Oil terminal sale nets euro103 million for Latvian government

Latvia's government sold its remaining shares in a lucrative oil terminal on Thursday, netting 74.2 million lats (euro103 million; US$135 million) in the Baltic state's largest privatization effort to date.
The government's 38.6 percent stake in Ventspils Nafta, one of Latvia's last state-held enterprises, was sold in a two-hour auction, though it was unclear whether a new strategic investor would emerge from the sale.
The final auction price was 1.84 lats (euro2.62; US$3.34) per share, slightly above the minimum bidding price of 1.81 lats (euro2.58; US$3.29). One investor submitted an aggressive bid for 18 million shares, or 17 percent of Ventspils Nafta, as soon as the auction started.
The bid was later confirmed, meaning the oil terminal now has a new significant shareholder, auction organizers said.
Though the government had hoped for more revenue, Economy Minister Aigars Stokenbergs hailed the auction result.
"We pulled off the sale in one day, something the government had been unable to accomplish for several years," he told reporters.
Ventspils Nafta, a multi-business group that also has interests in shipping, media and real estate, has been beset in recent years by infighting among managers of Latvijas Naftas Tranzits, a private firm that controls nearly 49 percent of the group.
It has also been hampered by a de facto embargo by Russia, which stopped delivering crude oil via pipeline to Latvia in 2003. The terminal has been forced to import crude by rail.
Both Stokenbergs and Valery Kargin, president of Parex Bank, one of Latvia's largest banks and lead organizer of the sale, complained that discord among Ventspils Nafta managers had a negative impact on investor perception of the sale. However, they both expressed hope that the sale would bring stability to the company's operations.

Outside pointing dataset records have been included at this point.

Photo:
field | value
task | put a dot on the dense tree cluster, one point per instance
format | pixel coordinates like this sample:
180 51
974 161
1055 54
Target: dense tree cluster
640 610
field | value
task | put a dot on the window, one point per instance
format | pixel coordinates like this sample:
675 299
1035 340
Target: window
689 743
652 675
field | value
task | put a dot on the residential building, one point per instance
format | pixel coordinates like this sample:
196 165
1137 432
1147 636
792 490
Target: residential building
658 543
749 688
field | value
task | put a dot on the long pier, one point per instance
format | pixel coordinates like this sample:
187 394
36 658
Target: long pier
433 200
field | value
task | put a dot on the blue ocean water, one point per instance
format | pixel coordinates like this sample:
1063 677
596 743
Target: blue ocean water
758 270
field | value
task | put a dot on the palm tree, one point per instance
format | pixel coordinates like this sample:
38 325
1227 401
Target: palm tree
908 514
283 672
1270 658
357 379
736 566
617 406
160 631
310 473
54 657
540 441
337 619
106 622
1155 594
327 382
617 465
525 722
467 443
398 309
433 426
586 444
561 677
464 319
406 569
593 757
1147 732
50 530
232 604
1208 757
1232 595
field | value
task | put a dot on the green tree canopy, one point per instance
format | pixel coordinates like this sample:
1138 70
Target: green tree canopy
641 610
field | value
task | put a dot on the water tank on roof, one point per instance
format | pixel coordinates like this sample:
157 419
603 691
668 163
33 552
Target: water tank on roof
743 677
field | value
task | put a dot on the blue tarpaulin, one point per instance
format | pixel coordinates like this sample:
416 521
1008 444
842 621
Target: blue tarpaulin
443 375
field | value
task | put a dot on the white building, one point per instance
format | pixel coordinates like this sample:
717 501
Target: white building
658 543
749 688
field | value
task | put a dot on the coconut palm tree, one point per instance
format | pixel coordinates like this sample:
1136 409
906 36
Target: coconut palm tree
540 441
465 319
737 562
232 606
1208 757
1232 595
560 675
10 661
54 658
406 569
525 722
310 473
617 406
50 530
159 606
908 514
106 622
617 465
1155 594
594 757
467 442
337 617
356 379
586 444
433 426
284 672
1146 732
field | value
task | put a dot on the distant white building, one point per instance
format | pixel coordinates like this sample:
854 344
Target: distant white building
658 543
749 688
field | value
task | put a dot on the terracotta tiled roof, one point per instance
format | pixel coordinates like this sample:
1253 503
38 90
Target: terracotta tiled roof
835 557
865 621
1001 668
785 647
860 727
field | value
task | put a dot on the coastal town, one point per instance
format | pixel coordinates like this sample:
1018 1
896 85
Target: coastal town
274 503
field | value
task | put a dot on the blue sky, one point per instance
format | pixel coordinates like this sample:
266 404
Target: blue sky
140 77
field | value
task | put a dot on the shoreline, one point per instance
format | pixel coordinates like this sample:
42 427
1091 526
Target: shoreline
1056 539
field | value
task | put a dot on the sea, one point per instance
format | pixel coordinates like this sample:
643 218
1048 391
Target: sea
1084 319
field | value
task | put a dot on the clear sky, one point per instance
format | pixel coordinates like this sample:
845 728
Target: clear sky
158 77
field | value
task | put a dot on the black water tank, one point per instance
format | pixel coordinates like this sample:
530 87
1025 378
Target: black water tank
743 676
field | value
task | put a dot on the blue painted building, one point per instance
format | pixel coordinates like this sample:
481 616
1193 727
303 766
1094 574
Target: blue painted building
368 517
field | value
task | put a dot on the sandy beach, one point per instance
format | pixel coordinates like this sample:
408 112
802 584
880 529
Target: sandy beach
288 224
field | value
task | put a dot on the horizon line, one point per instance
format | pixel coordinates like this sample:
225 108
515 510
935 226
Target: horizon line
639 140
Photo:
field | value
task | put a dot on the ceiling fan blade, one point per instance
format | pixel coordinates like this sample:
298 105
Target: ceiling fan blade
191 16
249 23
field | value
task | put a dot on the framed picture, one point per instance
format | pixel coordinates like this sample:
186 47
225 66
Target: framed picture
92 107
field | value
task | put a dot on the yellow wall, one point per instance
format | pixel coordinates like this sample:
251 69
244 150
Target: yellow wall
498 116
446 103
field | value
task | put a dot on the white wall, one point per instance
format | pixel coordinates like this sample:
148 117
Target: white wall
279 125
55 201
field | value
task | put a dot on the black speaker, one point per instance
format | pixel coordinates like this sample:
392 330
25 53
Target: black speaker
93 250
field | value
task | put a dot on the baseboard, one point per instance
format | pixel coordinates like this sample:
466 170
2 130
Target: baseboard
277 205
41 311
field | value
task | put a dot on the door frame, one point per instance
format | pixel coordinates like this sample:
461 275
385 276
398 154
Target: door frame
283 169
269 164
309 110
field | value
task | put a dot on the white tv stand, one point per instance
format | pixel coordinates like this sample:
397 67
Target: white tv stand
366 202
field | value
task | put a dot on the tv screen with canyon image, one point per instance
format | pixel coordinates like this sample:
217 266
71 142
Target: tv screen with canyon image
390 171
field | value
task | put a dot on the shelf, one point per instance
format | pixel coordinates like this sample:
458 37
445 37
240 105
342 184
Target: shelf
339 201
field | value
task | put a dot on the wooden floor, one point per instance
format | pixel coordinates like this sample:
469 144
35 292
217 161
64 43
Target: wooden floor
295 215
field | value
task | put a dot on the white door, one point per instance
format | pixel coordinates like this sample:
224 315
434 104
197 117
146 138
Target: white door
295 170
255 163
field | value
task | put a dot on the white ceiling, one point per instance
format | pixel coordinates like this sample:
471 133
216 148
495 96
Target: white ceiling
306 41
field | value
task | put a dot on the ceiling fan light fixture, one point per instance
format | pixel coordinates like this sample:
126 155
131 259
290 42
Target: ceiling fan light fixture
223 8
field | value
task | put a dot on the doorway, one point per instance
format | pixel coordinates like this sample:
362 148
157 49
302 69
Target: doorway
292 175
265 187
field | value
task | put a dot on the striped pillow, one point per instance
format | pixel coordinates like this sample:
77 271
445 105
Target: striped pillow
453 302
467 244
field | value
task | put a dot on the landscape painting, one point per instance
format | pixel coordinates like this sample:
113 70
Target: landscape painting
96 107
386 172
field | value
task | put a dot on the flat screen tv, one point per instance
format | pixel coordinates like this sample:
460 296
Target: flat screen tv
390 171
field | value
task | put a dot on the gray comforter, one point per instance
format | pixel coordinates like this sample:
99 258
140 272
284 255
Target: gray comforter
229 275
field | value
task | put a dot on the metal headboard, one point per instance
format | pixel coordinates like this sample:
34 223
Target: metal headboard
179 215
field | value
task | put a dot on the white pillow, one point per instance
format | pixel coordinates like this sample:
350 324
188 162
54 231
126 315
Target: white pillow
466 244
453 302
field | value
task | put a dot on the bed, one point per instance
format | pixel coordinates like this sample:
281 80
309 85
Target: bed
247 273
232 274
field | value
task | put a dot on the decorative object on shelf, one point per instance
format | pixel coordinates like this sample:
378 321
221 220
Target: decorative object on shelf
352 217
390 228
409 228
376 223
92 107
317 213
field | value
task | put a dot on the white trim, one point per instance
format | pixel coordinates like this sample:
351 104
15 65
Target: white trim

Many in Latvia criticized the auction's format _ a so-called Dutch auction that allows the seller to sell all the shares in a short timeframe. Historically such auctions were designed for items such as fish and flowers that spoil quickly, although they have gained popularity after Google Inc. held its initial public offering in a Dutch-style auction.
Stokenbergs deflected the criticism, saying the auction had been "open to all." He also cited a 1997 contract between the government and Latvijas Naftas Tranzits that gave the latter a veto over any possible sale of the state's holding in Ventspils Nafta.
Market reaction to the deal was volatile. In its biggest daily gain in five years in the morning, Ventspils Nafta stock soared 16 percent. However, the stock later plummeted, ending trading on Thursday down 12 percent at 1.95 lats (euro2.78, US$3.54), thus closing the gap with the auction price.